Surpris, piqué par la curiosité et même par une certaine inquiétude, Nicolas lève les yeux et fixe intensément le visage ovale et régulier de Sarah. Sa beauté si naturelle, si éclatante, si peu apprêtée, lui saute aux yeux, comme s’il découvrait le charme de la flûtiste pour la première fois. Au même instant, Nicolas remarque un petit pli d’amertume, au coin de la bouche de la jeune femme, et cela lui procure un triste pincement au cœur.

— Pourquoi tant de tristesse cachée ? se demande-t-il, tandis qu’il tente de donner le change et de dissiper ce qui pourrait être un malaise entre eux.

— Alors, ma chère Sarah, mystérieuse amie – j’ose dire ce mot, avec ton autorisation –

— Tu as mon autorisation, Nicolas, coupe Sarah sur un ton résolu.

—  Donc, mystérieuse amie, qu’as-tu à me communiquer, comme tu le dis ? Tu commences tout doucement à m’intriguer, et même à m’inquiéter.

— Que commandons-nous ? demande Sarah, l’air songeur.

— Je m’en occupe, répond Nicolas en se levant pour aller vers le bar. Un Perrier tranche, pour commencer, ça te dit, Sarah ?

— Parfait ! Reviens vite, j’ai plein de choses à te dire.

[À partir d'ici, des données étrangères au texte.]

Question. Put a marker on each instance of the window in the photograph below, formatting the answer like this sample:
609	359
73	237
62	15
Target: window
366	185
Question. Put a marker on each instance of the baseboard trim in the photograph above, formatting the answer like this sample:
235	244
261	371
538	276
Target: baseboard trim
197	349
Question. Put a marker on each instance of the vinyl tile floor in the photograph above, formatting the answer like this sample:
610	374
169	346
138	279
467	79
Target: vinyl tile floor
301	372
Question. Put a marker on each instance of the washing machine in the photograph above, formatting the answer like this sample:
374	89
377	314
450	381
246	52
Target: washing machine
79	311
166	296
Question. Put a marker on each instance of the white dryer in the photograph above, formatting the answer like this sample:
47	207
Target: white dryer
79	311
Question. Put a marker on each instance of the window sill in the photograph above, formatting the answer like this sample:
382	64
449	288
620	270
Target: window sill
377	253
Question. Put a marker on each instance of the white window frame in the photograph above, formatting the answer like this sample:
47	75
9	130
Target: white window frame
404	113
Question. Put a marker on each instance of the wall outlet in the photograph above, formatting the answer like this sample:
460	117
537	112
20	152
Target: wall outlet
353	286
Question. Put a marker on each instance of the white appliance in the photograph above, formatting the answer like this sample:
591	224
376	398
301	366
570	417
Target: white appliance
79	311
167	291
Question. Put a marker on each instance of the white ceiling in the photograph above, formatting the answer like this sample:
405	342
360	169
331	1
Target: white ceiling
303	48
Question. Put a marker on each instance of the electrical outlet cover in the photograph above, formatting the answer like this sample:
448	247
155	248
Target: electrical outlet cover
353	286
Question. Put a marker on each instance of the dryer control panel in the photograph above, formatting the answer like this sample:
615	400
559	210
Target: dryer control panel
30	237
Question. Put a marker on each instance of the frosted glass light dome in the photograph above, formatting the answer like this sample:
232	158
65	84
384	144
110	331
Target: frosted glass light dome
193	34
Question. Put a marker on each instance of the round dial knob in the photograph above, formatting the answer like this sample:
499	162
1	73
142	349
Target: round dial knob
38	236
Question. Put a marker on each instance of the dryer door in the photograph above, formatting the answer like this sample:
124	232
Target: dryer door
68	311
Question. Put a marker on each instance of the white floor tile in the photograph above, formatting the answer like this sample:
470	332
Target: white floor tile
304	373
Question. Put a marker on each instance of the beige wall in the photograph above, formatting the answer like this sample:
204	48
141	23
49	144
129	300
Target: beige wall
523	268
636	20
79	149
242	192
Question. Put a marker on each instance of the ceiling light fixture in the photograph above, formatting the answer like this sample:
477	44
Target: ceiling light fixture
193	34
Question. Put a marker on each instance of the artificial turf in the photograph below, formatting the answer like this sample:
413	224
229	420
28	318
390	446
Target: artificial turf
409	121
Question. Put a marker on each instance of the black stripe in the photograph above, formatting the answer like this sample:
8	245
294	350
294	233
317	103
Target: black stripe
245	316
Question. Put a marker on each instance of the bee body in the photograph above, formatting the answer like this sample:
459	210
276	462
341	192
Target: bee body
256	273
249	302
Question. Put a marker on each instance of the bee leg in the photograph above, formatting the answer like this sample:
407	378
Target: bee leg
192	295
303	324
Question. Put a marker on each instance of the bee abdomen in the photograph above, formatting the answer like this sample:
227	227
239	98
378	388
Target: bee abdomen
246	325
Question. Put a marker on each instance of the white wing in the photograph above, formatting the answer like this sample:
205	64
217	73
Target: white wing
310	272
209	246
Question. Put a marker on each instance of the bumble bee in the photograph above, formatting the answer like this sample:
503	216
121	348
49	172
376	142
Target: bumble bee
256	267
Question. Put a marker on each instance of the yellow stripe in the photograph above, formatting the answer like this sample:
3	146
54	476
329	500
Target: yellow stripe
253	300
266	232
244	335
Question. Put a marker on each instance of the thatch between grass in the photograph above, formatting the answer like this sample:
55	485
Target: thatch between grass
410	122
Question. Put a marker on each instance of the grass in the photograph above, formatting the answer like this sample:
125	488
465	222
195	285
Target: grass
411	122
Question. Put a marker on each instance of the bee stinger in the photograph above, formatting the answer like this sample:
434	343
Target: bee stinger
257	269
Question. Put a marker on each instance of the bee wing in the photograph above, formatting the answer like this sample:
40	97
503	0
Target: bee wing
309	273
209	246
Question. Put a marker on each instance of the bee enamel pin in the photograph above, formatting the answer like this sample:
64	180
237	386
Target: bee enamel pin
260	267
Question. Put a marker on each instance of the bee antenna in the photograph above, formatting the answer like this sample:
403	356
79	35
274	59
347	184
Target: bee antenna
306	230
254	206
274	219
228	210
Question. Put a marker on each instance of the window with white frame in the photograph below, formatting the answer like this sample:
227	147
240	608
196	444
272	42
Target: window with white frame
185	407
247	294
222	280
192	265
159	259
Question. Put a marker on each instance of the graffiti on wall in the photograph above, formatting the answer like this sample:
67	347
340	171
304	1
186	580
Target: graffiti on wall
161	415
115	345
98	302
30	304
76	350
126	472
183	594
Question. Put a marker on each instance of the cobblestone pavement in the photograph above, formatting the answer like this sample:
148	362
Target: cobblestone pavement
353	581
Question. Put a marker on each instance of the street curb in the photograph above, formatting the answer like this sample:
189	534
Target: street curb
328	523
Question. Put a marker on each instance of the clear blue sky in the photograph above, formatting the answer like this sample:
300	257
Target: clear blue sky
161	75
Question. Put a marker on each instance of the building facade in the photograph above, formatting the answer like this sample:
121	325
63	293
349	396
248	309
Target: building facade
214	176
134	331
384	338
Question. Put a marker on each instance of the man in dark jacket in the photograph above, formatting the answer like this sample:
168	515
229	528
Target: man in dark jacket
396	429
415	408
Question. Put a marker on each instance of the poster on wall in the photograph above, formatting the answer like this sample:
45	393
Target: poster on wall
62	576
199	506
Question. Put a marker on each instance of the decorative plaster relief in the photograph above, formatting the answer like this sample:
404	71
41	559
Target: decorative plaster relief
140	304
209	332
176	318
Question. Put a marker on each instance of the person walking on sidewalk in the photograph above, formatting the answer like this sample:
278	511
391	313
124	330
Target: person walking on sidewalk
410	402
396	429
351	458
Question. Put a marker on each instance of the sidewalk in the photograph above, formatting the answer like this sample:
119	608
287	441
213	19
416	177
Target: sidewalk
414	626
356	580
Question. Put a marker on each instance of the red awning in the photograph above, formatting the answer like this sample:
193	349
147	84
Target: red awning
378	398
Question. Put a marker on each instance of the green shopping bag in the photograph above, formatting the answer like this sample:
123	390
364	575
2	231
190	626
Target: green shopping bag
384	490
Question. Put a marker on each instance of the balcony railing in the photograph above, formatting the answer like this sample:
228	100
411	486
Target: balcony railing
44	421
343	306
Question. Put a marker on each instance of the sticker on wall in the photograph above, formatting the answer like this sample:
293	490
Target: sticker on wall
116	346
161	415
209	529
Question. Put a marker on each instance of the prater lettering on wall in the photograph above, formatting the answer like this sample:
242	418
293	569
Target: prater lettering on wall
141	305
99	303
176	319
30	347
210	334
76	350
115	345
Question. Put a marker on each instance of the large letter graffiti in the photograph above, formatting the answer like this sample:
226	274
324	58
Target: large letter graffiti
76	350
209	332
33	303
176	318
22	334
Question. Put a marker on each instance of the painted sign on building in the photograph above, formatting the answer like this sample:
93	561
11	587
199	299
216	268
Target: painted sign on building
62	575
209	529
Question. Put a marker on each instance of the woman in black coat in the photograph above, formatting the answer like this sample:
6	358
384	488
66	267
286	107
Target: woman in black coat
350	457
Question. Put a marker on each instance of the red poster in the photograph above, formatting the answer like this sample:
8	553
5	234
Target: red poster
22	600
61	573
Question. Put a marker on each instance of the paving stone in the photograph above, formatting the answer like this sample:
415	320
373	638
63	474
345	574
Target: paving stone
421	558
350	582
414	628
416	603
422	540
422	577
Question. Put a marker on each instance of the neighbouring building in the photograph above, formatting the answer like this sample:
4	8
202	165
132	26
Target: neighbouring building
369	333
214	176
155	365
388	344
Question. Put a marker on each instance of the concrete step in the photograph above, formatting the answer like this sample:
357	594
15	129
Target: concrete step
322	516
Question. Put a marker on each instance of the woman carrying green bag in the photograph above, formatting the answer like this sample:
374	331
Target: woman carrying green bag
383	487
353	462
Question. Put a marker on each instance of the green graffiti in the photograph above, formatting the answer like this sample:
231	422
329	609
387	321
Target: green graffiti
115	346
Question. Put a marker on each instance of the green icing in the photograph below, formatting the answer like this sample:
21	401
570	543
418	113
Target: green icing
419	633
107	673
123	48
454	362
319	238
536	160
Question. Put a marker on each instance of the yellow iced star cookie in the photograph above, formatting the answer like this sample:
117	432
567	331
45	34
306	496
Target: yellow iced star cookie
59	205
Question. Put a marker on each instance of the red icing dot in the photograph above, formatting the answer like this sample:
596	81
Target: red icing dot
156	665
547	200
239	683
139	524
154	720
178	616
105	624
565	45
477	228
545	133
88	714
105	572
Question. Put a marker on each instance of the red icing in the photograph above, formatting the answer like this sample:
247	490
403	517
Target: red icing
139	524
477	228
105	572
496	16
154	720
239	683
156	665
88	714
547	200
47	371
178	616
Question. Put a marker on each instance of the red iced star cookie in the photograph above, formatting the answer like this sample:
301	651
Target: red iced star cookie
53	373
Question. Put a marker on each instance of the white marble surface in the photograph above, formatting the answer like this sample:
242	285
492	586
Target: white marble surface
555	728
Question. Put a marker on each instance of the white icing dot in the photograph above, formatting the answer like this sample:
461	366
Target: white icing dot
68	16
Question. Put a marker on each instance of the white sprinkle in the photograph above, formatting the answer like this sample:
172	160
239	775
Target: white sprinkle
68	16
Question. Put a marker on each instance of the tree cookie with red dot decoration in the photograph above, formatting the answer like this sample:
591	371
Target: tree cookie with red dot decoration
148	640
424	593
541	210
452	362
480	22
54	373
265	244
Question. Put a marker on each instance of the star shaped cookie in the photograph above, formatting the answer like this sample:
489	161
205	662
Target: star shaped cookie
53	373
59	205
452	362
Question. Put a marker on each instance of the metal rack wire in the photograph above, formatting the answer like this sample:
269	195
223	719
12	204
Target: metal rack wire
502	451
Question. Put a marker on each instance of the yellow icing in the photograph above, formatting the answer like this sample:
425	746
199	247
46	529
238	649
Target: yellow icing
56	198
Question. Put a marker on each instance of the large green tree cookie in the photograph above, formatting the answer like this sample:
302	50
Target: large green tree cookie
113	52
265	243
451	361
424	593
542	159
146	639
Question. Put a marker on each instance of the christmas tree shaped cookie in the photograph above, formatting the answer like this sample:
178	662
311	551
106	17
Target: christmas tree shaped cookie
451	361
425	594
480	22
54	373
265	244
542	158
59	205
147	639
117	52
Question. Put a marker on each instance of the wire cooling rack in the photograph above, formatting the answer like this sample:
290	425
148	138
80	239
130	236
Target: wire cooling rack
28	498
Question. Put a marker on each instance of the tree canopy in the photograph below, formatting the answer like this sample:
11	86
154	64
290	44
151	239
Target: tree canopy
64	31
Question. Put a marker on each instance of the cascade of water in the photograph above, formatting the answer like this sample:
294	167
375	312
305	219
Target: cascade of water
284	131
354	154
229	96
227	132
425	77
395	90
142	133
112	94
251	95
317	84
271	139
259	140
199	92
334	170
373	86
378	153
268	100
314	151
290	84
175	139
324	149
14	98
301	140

Un moment plus tard, attablés face à face, presque front contre front, Nicolas Cadière et Sarah Franck, insensibles au brouhaha d’ambiance, détachés de la foule des consommateurs qui s’agitent autour d’eux dans la brasserie du Quartier latin, se sont comme enfermés dans une sorte de bulle imaginaire, tous les deux ensemble. Une bulle d’intimité, parfaitement propre aux confidences.